Research

My Research

Since arriving at the University of Haifa in 2004, my research has focused on supporting individuals and groups in ubiquitous computing and, more specifically, on problems related to Ubiquitous User Modeling – how to track, monitor and model users (and groups) in these environments and how to provide them with continuous personalized services based on their models. In this work, I have integrated knowledge acquired as part of my Ph.D. work on Information Filtering along with the user modeling knowledge acquired both then and subsequently while working at ITC/irst (now FBK/irst), at the PEACH project, prior to arriving at Haifa.

My research aims are to suggest novel solutions for user modeling challenges in ubiquitous computing environments, by making user modeling a continuous, lifelong process, where the personal information can be made available to the environment as needed, under the control of the user.

Over the years, the focus of my work on ubiquitous user modeling has been applying it, in practice, within cultural heritage settings. First, at the Castello di Buon Consiglio, in Trento, Italy, in the framework of the PEACH project, I developed the user modeling component of the system and designed the multi-agent system (MAS) based version of the system (in collaboration with the MAS developers and the PEACH team), publishing several workshop, conference and journal papers and providing what some have considered to be breakthrough advancements in personalization in cultural heritage. Next, in the framework of the PIL project, which I have directed at the University of Haifa as part of a long lasting set of Israeli-Italian collaboration projects, I have made contributions to both the theoretical and foundational aspects of ubiquitous user modeling and to the practical implementation of working systems. This work was also discussed in local and international media.

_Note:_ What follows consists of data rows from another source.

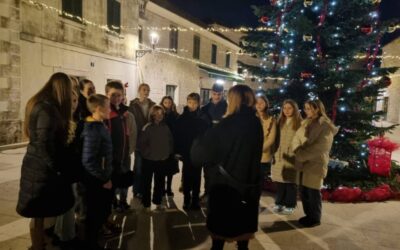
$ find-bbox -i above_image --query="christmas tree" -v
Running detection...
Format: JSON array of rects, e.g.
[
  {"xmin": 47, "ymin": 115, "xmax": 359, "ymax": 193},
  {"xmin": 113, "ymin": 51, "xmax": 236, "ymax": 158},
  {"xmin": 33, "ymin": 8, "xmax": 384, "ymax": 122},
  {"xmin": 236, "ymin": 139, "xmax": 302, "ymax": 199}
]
[{"xmin": 241, "ymin": 0, "xmax": 396, "ymax": 188}]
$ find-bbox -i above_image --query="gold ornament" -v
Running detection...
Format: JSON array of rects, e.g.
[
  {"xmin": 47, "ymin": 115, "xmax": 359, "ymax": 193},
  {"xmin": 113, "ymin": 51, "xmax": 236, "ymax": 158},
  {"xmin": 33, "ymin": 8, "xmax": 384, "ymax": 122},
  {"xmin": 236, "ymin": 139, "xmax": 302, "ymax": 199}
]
[
  {"xmin": 388, "ymin": 24, "xmax": 397, "ymax": 33},
  {"xmin": 364, "ymin": 96, "xmax": 374, "ymax": 103},
  {"xmin": 303, "ymin": 0, "xmax": 313, "ymax": 8}
]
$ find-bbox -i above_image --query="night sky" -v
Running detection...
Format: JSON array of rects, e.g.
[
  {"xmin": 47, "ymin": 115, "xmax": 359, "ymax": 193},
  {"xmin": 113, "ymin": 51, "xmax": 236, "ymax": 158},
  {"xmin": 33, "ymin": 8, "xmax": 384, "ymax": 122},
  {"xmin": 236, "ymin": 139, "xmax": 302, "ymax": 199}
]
[{"xmin": 169, "ymin": 0, "xmax": 400, "ymax": 27}]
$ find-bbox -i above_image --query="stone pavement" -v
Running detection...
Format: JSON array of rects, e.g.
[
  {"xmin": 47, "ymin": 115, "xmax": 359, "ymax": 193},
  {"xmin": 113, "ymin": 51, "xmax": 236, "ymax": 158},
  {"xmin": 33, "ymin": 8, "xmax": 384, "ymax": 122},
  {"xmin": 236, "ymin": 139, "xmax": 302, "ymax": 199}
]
[{"xmin": 0, "ymin": 148, "xmax": 400, "ymax": 250}]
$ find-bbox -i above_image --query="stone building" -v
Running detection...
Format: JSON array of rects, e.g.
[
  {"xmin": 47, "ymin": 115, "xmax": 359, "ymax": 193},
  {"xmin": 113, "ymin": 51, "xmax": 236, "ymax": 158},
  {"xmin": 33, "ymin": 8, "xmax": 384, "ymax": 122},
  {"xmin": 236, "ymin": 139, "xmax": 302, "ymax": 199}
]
[
  {"xmin": 137, "ymin": 0, "xmax": 244, "ymax": 107},
  {"xmin": 0, "ymin": 0, "xmax": 139, "ymax": 145}
]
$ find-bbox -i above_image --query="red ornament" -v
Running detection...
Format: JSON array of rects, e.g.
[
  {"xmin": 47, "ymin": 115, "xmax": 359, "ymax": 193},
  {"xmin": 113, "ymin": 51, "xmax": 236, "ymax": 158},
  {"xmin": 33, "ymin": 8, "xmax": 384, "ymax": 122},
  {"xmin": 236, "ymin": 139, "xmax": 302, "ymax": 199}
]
[
  {"xmin": 269, "ymin": 0, "xmax": 278, "ymax": 6},
  {"xmin": 363, "ymin": 184, "xmax": 393, "ymax": 202},
  {"xmin": 368, "ymin": 137, "xmax": 399, "ymax": 177},
  {"xmin": 330, "ymin": 187, "xmax": 362, "ymax": 202},
  {"xmin": 260, "ymin": 16, "xmax": 269, "ymax": 24},
  {"xmin": 379, "ymin": 76, "xmax": 392, "ymax": 88},
  {"xmin": 361, "ymin": 25, "xmax": 374, "ymax": 35},
  {"xmin": 300, "ymin": 72, "xmax": 312, "ymax": 79}
]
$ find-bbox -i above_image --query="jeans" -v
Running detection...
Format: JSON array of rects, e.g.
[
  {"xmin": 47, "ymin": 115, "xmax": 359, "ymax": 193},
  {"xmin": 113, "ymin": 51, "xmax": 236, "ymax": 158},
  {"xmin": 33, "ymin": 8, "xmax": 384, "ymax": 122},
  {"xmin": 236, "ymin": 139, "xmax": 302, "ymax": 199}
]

In the course of this work, a “Living Lab” has been developed – a museum visitors’ guide system was developed for the Hecht museum, located at the University of Haifa. The system was available for visitors on a daily basis for over three years and served (and continues to serve) also as a test bed for experimenting with novel technologies in the museum at the same time. The system is being used for research on Social Signal Processing together with my graduate students, where we monitor signals transmitted by devices carried by the visitors that are used for modeling group behavior, in order to reason about the state of the group visit. At various points, the system may intervene and offer them various services in a non-intrusive manner, applying interrupt management techniques. The use of a variety presentation devices and methods for individuals and groups in active environment is explored, including personal devices, large screens and mobile projectors. A second team of graduate students are engaged in research of intelligent users interfaces in ubiquitous computing within the “living lab” museum environment. They are working on interaction with large situated displays, interrupt management, navigation support, temporal and lifelong aspects of ubiquitous user modeling  as witnessed by our publications.

In parallel with this main course of research, I developed an ongoing collaboration on developing agricultural decision support systems for plant diseases infection risk assessment, diseases identification and preventive treatment optimization with colleagues from Istituto Agrario di San Michele Al’Adige in Trento, Italy and the Volcani center in Israel. This work has been published in various venues.

My current research plan is to continue to pursue these two lines of research on Ubiquitous User Modeling, where together with my graduate students we continue to focus on how to integrate various available sources for user modeling in order to provide the best ad-hoc personalized requested service for users “on the go” in active environments. The application domain for my research continues to be the “cultural heritage” domain, where there are vast amounts of information that can be delivered to users having limited time to experience them. Specifically, the practical aspects of my current (and future) work takes place at the Hecht museum, as a direct continuation of the Haifa-Trento series of collaboration projects and is being extended to other museums in Israel and abroad. We have proposed to engage in a radically new vision for technologies in the museum: rather than plan a visit, an “intelligent” system should exploit opportunities to stimulate the visitors interests and present information in a way that helps in developing new interests and in examining the roles that mobile Internet and social media can play in the context of a museum visit with a mobile museum guide.

In addition to the above research areas, I am extending my work on decision support systems to occupational therapy where I collaborate on a research project with Prof. Tamar Weiss, initiated through our contact within the Caesarea Rothschild Institute.  The goals of this work are about enhancing the process of assignment of assistive technology to people with disabilities by a decision support system and introducing personalization techniques into technology supported rehabilitation.

Last but not least, I continue to work on software engineering aspects, exploiting my long time professional knowledge and collaborating with colleagues on issues related to improving software development processes such as software reuse, software testing and evaluation of requirements modeling techniques.

It is my intention, to further the study of ubiquitous user modeling through this broad interwoven set of multidisciplinary areas, and to make those scientific contributions available to the wider community.